近年になって「Fire」という人生設計のやり方が人気になっています。
Fireは「Financial Independence Retire Early」の頭文字を取った造語となっていて、日本語に訳すと「早期リタイア」や「経済的自立」という意味があります。
こちらでは、Fireとはどのような人生設計の方法なのかということについて詳しく紹介していきます。
Fireの定義について
Fireの定義については、「早期リタイア」と「経済的自立」を組み合わせたものだと考えれば問題ないでしょう。

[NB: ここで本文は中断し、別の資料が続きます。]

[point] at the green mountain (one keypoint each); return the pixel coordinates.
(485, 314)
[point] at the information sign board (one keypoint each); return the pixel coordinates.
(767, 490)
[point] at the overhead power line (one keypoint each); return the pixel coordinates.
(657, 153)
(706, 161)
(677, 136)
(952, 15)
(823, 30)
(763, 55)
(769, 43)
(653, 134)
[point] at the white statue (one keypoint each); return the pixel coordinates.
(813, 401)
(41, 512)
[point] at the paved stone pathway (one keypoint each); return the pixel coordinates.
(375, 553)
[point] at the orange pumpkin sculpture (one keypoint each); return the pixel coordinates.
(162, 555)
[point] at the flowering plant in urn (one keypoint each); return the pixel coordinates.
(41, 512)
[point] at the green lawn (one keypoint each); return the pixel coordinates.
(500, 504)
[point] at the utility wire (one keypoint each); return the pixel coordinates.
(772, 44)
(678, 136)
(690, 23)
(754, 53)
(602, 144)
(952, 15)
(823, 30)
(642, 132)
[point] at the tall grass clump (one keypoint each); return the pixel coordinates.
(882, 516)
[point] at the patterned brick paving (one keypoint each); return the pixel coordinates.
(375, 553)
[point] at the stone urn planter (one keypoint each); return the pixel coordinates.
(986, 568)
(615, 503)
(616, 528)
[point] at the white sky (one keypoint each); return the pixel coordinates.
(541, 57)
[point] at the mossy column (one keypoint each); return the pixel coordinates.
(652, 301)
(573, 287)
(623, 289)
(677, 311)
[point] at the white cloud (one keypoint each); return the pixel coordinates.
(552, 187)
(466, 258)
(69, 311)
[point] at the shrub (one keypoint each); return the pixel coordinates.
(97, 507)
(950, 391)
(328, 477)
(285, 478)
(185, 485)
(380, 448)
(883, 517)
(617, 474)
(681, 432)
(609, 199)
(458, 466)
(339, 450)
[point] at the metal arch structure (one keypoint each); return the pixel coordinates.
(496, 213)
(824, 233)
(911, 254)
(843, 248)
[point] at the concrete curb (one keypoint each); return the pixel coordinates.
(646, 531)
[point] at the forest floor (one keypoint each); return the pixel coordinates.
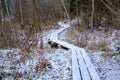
(47, 64)
(102, 48)
(55, 63)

早期リタイアというのは、「定年まで勤め上げずに、定年前に早期退職をして第2の人生を歩む」ということを意味しています。
経済的自立に関しては、「お金に困らないで自由に生活をする」ということを意味していて、このように聞くと「お金持ちや富豪の考え」とイメージしてしまう人も多いかもしれません。
これは、日本では「定年まで勤め上げて、退職金を受け取り、その後は年金で生活をする」というイメージが強すぎるために根付いていないだけで、海外では若者を中心にムーブメントを起こしています。
「何のために働いているのか?」という問いかけに対して、少し古いデータとなりますが2013年に内閣府が公開したデータでは48.9%もの人が「お金を得るために働いている」と回答しました。
近年では様々な問題もあり、この数字はさらに大きくなっているものと予測できます。
つまり、2人に1人程度の人がお金を得るために仕事をしているということになるので、逆に考えれば「お金が得られるのなら今の仕事をしていない」とも考えられます。
このような考え方が起こっている中で、若者も中高年世代も「早く引退したくてたまらない」というのが現状です。
そのため、Fireという「早期にリタイアをして、経済的自立を目指す」という考え方が注目を集めています。
Fireとなることのメリットやデメリットについて
Fireは「早期リタイア」とか「セミリタイア」とも呼ばれる人生設計の一つですが、簡単に言えば「定年前に退職金を受け取って退職する」という仕組みです。
日本でFireという考え方が意識され始めたのは2019年に金融庁が報告した「老後2000万円問題」がスタートだとされています。
こちらでは、Fireを行うことのメリットやデメリットに合わせて、Fireが意識されることになった老後2,000万円問題についても合わせて紹介していきます。
01:老後2,000万円問題とは
老後2,000万円問題というのは、定年退職をしてから年金で生活をすると考えた場合に、預貯金として2,000万円が無いと生活が苦しくなるという問題のことです。
現在の日本企業の定年退職の年齢は60歳~65歳程度となっていることが多いですが、人生100年時代とも言われる時代となっていますので、定年退職をしてから30年以上の人生が残されています。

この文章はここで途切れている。